Hydrogen has been put forward as a technology that can be used in the energy and transport sectors, as its lack of carbon emissions supports Germany’s goal to reach net zero by 2045 and Japan by 2050—a target Australia is also tentatively aiming for.
Australian Prime Minister Scott Morrison has maximised the use of hydrogen, previously announcing $540 million (US$420 million) towards hydrogen and carbon capture projects—part of a “technology not taxes” approach to emissions reduction.
Morrison’s new deal will see an additional $50 million (US$39 million) from Australia and €50 million (US$61 million) from Germany to support research and development of hydrogen supply chain projects, part of a German-Australian Hydrogen Innovation and Technology Incubator (HyGATE).
“Our partnership with Germany will accelerate the development of an Australian hydrogen industry and create new jobs,” Morrison said in a media release.
The Australian Government has positioned hydrogen as a crucial low emissions technology, one of five key areas in its Technology Investment Roadmap.
Part of the collaboration involves setting the bar of producing “clean” hydrogen—made using electrolysis and power—to a competitive price of $2 per kg, equivalent to the cost of producing the element through burning coal.

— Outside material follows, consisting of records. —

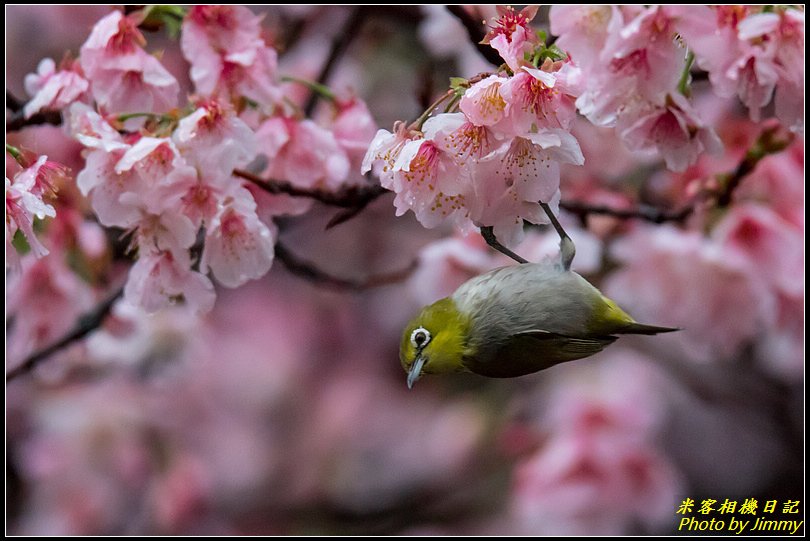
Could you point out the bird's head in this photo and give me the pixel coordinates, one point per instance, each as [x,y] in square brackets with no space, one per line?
[435,341]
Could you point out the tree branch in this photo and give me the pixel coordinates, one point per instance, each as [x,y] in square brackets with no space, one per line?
[350,197]
[340,44]
[13,103]
[772,140]
[475,31]
[86,324]
[310,272]
[642,212]
[17,120]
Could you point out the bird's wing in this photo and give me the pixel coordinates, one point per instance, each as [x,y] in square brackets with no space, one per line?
[531,351]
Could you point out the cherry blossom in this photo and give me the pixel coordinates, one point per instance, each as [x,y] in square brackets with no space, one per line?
[123,77]
[238,246]
[512,36]
[215,141]
[54,90]
[483,103]
[45,298]
[24,202]
[598,462]
[228,56]
[684,280]
[353,128]
[303,153]
[675,131]
[159,278]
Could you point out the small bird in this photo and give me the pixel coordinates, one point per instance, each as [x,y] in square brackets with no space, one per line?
[515,320]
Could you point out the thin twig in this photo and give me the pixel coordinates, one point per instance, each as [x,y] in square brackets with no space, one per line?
[773,139]
[642,212]
[348,197]
[340,44]
[86,324]
[489,235]
[17,121]
[475,30]
[13,103]
[310,272]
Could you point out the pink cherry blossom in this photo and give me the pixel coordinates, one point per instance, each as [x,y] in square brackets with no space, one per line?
[157,279]
[465,142]
[446,264]
[535,99]
[54,90]
[598,470]
[750,55]
[675,131]
[354,128]
[684,280]
[773,248]
[215,141]
[303,153]
[93,131]
[780,349]
[512,36]
[238,246]
[123,77]
[585,32]
[430,182]
[384,150]
[228,56]
[786,32]
[24,202]
[445,37]
[45,299]
[104,185]
[483,103]
[511,181]
[161,229]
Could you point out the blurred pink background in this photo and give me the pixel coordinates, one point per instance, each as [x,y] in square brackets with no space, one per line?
[285,410]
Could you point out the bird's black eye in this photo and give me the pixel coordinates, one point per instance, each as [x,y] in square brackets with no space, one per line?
[420,337]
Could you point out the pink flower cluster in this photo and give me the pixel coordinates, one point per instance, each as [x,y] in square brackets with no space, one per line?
[493,162]
[597,470]
[752,54]
[164,175]
[634,64]
[164,189]
[742,285]
[25,200]
[123,77]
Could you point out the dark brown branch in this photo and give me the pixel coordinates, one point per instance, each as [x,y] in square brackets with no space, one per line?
[476,32]
[310,272]
[642,212]
[489,236]
[348,197]
[773,139]
[13,103]
[340,44]
[86,324]
[17,120]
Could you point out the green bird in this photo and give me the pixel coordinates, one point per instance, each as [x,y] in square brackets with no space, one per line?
[515,320]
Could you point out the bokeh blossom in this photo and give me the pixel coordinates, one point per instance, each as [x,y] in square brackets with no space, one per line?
[207,282]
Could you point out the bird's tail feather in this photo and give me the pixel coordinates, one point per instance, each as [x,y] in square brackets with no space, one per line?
[640,328]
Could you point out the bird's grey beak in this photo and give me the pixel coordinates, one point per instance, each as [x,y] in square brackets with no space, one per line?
[416,370]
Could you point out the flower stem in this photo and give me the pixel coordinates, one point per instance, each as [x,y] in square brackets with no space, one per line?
[14,151]
[683,84]
[417,124]
[322,90]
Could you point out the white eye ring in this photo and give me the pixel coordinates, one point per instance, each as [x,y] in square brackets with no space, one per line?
[420,337]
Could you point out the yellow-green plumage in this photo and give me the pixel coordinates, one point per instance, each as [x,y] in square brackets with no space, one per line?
[514,321]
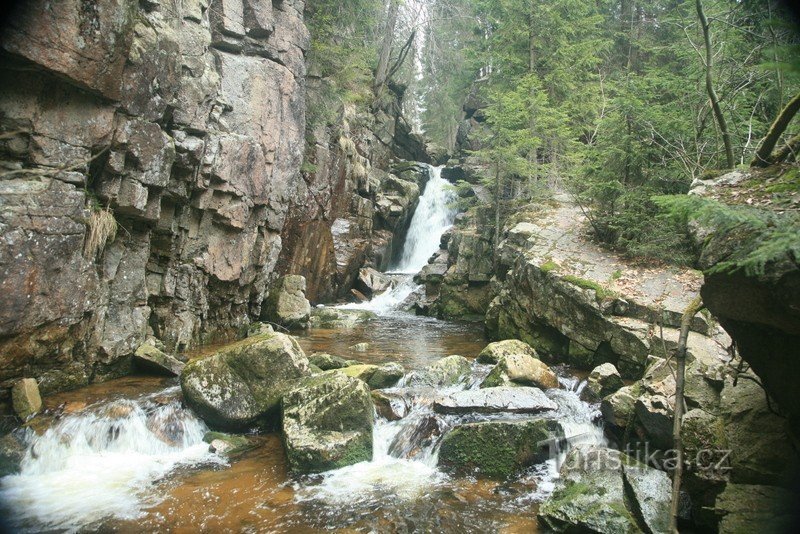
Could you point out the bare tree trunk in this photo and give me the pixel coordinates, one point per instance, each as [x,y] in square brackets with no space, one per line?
[386,47]
[680,381]
[712,94]
[497,191]
[764,151]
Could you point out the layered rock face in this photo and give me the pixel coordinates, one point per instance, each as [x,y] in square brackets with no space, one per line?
[183,120]
[358,200]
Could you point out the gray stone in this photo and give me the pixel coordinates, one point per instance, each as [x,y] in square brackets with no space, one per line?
[151,359]
[242,384]
[327,423]
[495,400]
[25,398]
[445,372]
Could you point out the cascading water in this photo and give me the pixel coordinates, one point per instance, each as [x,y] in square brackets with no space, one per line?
[434,215]
[102,461]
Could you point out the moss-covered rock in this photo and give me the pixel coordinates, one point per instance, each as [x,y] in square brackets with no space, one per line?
[228,445]
[520,370]
[602,490]
[496,449]
[151,359]
[242,384]
[326,362]
[603,381]
[336,318]
[327,423]
[494,351]
[447,371]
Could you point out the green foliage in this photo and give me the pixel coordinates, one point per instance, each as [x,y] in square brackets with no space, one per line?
[759,237]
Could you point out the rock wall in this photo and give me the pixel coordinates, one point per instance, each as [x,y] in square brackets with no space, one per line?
[360,195]
[184,119]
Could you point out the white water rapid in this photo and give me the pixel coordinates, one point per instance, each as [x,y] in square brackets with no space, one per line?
[102,461]
[434,215]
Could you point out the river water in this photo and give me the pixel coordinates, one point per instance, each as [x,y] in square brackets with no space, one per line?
[127,456]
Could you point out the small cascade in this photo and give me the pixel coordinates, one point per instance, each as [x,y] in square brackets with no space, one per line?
[102,461]
[432,218]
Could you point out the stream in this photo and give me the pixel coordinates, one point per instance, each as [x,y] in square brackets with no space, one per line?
[127,456]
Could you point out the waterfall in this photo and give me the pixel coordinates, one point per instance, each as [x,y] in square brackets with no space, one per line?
[102,461]
[434,215]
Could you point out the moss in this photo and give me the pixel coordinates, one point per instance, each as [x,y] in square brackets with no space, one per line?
[601,292]
[549,266]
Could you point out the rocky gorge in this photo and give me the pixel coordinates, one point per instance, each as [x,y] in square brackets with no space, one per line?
[168,208]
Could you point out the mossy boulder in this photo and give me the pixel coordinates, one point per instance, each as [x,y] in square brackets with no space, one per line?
[602,490]
[603,381]
[327,423]
[445,372]
[151,359]
[241,385]
[496,449]
[520,369]
[326,362]
[336,318]
[494,351]
[228,445]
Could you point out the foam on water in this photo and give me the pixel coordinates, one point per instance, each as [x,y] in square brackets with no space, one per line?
[101,462]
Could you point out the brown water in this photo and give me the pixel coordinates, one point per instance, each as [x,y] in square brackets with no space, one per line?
[255,493]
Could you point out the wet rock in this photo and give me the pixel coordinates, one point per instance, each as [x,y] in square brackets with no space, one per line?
[12,451]
[602,490]
[361,371]
[242,384]
[259,329]
[386,375]
[228,445]
[371,282]
[327,423]
[495,400]
[618,408]
[334,318]
[654,414]
[326,362]
[494,351]
[410,443]
[520,370]
[603,381]
[390,406]
[447,371]
[25,398]
[287,304]
[496,449]
[149,358]
[756,508]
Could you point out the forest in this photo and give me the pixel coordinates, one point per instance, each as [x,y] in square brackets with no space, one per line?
[400,266]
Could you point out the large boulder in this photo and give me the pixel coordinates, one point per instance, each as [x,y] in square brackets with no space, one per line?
[336,318]
[151,359]
[495,400]
[602,490]
[287,304]
[494,351]
[603,381]
[326,362]
[242,384]
[520,370]
[327,423]
[371,282]
[448,371]
[497,449]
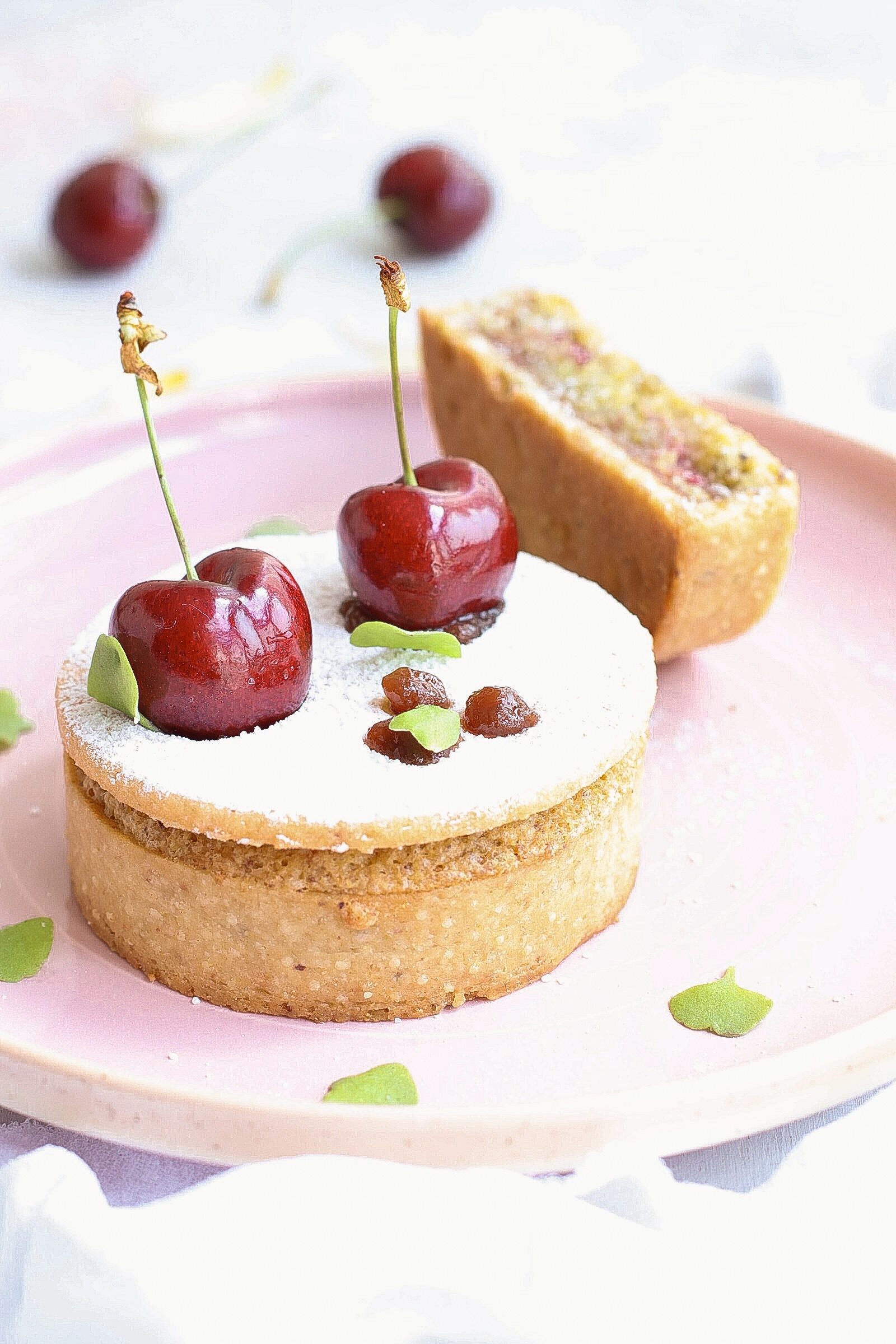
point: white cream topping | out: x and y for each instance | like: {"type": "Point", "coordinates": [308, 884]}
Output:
{"type": "Point", "coordinates": [570, 650]}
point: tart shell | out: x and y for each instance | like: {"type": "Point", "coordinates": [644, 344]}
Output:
{"type": "Point", "coordinates": [693, 575]}
{"type": "Point", "coordinates": [355, 937]}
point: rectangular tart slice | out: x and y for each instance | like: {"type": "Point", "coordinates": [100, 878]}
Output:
{"type": "Point", "coordinates": [679, 514]}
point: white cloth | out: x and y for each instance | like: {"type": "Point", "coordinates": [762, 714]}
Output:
{"type": "Point", "coordinates": [335, 1250]}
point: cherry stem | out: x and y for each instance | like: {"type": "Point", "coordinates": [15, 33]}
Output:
{"type": "Point", "coordinates": [408, 471]}
{"type": "Point", "coordinates": [391, 209]}
{"type": "Point", "coordinates": [160, 472]}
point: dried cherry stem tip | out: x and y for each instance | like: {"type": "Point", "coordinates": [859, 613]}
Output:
{"type": "Point", "coordinates": [394, 288]}
{"type": "Point", "coordinates": [136, 334]}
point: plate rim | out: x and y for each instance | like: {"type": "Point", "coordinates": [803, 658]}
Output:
{"type": "Point", "coordinates": [673, 1116]}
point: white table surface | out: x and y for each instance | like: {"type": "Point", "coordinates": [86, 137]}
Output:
{"type": "Point", "coordinates": [711, 182]}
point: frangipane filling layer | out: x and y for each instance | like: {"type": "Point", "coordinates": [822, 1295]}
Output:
{"type": "Point", "coordinates": [688, 447]}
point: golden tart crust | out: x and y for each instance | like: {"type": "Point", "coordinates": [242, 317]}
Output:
{"type": "Point", "coordinates": [399, 933]}
{"type": "Point", "coordinates": [683, 516]}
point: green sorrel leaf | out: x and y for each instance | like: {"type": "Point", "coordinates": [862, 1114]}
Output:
{"type": "Point", "coordinates": [25, 948]}
{"type": "Point", "coordinates": [435, 727]}
{"type": "Point", "coordinates": [720, 1007]}
{"type": "Point", "coordinates": [386, 1085]}
{"type": "Point", "coordinates": [11, 722]}
{"type": "Point", "coordinates": [381, 635]}
{"type": "Point", "coordinates": [277, 526]}
{"type": "Point", "coordinates": [112, 680]}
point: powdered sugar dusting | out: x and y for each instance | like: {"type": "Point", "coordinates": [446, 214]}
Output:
{"type": "Point", "coordinates": [566, 646]}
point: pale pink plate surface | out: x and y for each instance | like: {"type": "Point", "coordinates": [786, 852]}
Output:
{"type": "Point", "coordinates": [769, 838]}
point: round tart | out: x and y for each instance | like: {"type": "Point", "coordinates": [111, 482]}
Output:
{"type": "Point", "coordinates": [295, 871]}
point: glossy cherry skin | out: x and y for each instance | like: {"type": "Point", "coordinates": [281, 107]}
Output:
{"type": "Point", "coordinates": [220, 655]}
{"type": "Point", "coordinates": [104, 217]}
{"type": "Point", "coordinates": [444, 198]}
{"type": "Point", "coordinates": [421, 556]}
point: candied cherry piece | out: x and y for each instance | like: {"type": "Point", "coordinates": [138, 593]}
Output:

“We have a mix of all the key ingredients needed to be a major global player in a thriving global clean hydrogen industry—abundant land and energy resources coupled with an excellent track record and reputation as a reliable energy partner,” Morrison said.
“Our ambition is to produce the cheapest clean hydrogen in the world, which will transform transport, mining, resources and manufacturing at home and overseas.”
The deal also aims to help establish Australia’s “hydrogen hubs,” a concept critical to lowering hydrogen export costs that involve positioning hydrogen producers and exporters in close physical proximity, minimising transport and other infrastructure costs.
On top of the new agreement with Germany, Australia strengthened its joint commitment with Japan to support emissions reduction.
“Japan and Australia commit to jointly support initiatives that will help drive the transitions to net zero emissions,” stated Morrison in a media release, listing hydrogen as key in reducing emissions, along with natural gas and carbon capture and storage (CCS).
The commitment builds on existing cooperation between the two island nations, including the Hydrogen Energy Supply Chain (HESC), the Japan-Australia Energy and Resources Dialogue (JAERD), and the Australia-Japan Joint Statement of Cooperation on Hydrogen and Fuel Cells.
Under the HESC, Australia had already piloted a world-first hydrogen export project to Japan in Victoria, which produced hydrogen through burning coal with hopes to capture the emissions in using CCS in the future.
The project also saw a commitment made to produce a hydrogen export hub in Queensland, hoping to export 36,500 tonnes of hydrogen to Japan every year.
Morrison’s aggressive hydrogen push follows a previously expressed desire to have “Australia and hydrogen technology to be synonymous around the world.”